Whilst the pledge has to be welcomed as another positive step to tackling climate change, it has to come with some obvious caveats.
At the moment it is only a pledge from the G7 with lots of wriggle room: we have seen ambitious pledges fall short from them before, especially on grand goals to alleviate world poverty, that have never been delivered.
And of course it can only be seen as a stepping stone to the all-important binding agreement at this year’s pivotal UN meeting in Paris, where we need to see specific CO2 reduction targets and time-tables for other countries too, as well as the G7.
These concerns have not gone unnoticed. “We think it very encouraging that the G7 leaders made climate change a central focus of their discussions at this summit, not least as it will add to the political momentum ahead of COP-21 in Paris later this year”, notes Mark Lewis a senior analyst tracking energy transition at Kepler Cheuvreux. “Nonetheless, the Declaration appears short on specific commitments concerning how the objectives aspired to can in practice be achieved,” he adds.
The first step to achieving that pledge would be to stop subsidizing fossil fuels. A report published by Oil Change International last year, entitled, Subsidizing Unburnable Carbon: Taxpayer Support for Fossil Fuel Exploration in G7 Nations, identified billions of dollars in subsidies for fossil fuel exploration from the world’s wealthiest countries. Yes, the very same countries that yesterday called for the ending of fossil fuels.
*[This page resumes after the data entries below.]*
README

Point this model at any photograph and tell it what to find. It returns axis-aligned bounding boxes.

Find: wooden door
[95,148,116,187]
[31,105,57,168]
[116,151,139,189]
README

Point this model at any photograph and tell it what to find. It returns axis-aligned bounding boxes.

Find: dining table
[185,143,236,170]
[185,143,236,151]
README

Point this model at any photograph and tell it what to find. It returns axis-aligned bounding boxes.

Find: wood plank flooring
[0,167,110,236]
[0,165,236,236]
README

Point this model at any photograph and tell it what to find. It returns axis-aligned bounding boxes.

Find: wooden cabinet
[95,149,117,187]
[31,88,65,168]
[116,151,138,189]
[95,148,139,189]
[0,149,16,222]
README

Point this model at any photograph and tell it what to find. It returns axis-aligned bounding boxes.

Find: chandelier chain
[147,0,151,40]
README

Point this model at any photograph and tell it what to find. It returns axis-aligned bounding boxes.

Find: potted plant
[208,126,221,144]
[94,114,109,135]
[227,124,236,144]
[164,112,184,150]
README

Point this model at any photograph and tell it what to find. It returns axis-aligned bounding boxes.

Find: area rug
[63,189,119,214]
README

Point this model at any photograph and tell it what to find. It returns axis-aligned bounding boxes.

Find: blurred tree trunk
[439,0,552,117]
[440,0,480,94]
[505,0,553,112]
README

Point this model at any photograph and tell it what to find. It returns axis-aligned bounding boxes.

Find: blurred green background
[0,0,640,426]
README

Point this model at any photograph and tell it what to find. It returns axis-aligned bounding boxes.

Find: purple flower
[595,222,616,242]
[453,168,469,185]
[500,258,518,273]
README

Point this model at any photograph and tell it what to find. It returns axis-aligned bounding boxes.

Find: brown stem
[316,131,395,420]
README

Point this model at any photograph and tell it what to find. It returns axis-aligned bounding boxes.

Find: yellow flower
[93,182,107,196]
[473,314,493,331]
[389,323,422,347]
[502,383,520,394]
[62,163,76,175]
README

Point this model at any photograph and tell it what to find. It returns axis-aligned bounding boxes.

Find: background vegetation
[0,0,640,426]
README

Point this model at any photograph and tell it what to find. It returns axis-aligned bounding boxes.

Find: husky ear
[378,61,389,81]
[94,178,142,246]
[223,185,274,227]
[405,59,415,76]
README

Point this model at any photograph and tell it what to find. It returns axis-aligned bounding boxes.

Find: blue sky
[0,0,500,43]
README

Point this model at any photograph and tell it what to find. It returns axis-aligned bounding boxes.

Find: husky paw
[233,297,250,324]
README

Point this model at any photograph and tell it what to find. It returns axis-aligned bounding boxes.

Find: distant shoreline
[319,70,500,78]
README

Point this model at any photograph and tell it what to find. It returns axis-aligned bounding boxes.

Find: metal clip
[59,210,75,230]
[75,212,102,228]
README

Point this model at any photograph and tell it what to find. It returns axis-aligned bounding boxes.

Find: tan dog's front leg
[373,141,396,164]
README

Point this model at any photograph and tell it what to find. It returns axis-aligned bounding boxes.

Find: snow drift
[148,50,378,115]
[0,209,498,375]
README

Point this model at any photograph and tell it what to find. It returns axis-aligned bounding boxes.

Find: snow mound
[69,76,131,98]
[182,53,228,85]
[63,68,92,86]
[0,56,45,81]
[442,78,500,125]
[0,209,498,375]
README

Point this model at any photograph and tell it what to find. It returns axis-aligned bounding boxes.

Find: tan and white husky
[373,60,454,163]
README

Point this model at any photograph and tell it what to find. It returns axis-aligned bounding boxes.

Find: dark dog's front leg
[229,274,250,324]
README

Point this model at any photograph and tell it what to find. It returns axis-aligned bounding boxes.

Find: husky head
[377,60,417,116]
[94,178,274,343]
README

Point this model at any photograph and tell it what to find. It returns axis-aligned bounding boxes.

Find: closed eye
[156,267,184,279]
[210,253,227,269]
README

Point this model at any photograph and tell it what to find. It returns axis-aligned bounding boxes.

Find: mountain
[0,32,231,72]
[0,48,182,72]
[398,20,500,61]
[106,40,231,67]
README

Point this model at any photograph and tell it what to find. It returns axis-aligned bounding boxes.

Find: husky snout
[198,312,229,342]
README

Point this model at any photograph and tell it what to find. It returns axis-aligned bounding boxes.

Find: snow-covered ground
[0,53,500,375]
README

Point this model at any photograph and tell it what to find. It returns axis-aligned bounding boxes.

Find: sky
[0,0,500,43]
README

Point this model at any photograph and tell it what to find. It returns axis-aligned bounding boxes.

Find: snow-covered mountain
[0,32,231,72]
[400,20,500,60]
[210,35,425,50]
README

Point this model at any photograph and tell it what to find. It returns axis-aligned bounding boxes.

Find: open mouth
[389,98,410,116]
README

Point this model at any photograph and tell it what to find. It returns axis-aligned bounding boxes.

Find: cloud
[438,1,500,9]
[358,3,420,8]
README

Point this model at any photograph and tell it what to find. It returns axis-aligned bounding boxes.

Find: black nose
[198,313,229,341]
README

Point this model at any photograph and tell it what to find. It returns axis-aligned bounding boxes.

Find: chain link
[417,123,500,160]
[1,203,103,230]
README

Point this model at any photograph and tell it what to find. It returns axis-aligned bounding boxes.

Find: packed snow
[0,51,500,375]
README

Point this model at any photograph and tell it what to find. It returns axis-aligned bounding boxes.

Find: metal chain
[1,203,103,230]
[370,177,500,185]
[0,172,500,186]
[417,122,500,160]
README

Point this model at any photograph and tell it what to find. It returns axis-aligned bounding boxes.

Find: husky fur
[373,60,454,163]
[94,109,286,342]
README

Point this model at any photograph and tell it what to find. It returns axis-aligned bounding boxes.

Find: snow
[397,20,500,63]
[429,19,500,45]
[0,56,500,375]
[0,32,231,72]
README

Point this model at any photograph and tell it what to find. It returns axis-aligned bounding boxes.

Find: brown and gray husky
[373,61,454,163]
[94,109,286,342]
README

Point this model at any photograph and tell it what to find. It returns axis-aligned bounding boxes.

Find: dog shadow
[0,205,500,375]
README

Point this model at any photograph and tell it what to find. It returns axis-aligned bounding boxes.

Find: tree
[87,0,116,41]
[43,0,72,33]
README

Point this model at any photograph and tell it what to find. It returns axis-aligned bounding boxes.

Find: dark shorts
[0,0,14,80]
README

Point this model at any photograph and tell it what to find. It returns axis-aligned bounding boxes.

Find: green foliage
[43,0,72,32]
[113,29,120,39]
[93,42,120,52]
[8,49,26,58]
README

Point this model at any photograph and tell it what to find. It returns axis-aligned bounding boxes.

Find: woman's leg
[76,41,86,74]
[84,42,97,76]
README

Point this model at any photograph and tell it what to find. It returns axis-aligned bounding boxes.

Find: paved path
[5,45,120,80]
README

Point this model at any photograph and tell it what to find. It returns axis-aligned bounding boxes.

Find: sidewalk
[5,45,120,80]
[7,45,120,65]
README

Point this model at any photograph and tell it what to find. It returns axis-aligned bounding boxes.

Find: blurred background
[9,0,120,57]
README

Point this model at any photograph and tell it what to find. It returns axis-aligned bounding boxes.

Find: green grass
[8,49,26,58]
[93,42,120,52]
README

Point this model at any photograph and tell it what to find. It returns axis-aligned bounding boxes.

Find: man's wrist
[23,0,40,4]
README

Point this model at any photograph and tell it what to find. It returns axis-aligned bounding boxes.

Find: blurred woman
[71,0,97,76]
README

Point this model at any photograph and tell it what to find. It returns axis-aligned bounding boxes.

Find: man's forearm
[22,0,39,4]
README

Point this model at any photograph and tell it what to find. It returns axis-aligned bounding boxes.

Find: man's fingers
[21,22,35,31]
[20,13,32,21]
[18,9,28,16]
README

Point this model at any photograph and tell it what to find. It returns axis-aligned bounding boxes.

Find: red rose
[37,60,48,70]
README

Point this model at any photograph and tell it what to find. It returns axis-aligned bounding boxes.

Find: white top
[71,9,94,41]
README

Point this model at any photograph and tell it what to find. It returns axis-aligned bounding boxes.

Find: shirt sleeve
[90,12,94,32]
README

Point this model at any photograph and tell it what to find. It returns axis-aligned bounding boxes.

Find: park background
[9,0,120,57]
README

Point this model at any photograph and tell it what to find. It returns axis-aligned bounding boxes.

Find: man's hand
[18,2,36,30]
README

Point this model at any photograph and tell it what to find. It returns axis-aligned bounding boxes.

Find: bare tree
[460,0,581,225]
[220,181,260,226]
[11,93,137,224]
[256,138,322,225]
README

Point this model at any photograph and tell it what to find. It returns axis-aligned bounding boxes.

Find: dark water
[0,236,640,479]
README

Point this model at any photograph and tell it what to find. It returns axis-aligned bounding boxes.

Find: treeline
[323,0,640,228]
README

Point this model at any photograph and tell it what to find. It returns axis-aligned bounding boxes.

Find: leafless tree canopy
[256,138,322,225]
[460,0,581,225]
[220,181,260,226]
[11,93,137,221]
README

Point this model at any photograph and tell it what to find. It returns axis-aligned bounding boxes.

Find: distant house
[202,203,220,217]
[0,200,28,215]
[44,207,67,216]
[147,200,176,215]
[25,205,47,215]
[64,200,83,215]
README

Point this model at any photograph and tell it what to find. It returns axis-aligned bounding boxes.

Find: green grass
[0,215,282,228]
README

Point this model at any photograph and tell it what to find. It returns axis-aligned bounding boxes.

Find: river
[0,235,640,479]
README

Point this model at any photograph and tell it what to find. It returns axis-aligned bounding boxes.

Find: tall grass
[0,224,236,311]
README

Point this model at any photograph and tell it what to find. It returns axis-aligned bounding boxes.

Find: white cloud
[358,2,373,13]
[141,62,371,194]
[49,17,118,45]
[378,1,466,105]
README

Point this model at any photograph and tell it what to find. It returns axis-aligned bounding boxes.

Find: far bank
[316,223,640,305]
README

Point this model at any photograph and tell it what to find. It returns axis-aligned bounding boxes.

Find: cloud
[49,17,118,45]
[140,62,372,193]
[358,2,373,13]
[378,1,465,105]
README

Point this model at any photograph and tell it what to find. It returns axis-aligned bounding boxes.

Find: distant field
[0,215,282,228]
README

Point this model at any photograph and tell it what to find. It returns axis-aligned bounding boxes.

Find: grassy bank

Secondly, the politicians need to start thinking about how to stop new investment in fossil fuels, because currently the pledge still has no implications or ramifications on the daily oil and gas industry and how it operates.
The politicians maybe talking about the end of oil, but the money men are not listening. If you flip the Financial Times to the front page of today’s “Companies and Markets” section there is story on how Sam Laidlaw, the former head of gas giant, Centrica, is leading a private equity firm that will spend up to $5 billion on fields in the North Sea, Africa and Southeast Asia.
The new London-based company, which is called Neptune, plans to exploit the collapse in oil prices to buy assets on the cheap and build a substantial portfolio producing up to 100,000 barrels a day of oil and gas. Laidlaw tells the paper that this is about “adding barrels” and “adding reserves”.
Laidlaw’s venture is not alone in investing in fossil fuels. The Russian billionaire Mikhail Fridman this year hired former head of BP Lord Browne, to run L1 Energy, a $10 billion energy investment vehicle.
Since last October, according to Wood Mackenzie, the private equity industry has directly and indirectly been involved over 25 exploration and production deals worth almost $11 billion.
And this is just a foretaste of what is to come: the private equity sector now stands to spend over $40 billion on exploration and production deals. In total that is over $50 billion on oil and gas.
So the politicians maybe talking about the end of oil, but the money men just keep on investing in oil and gas regardless. It is business as usual.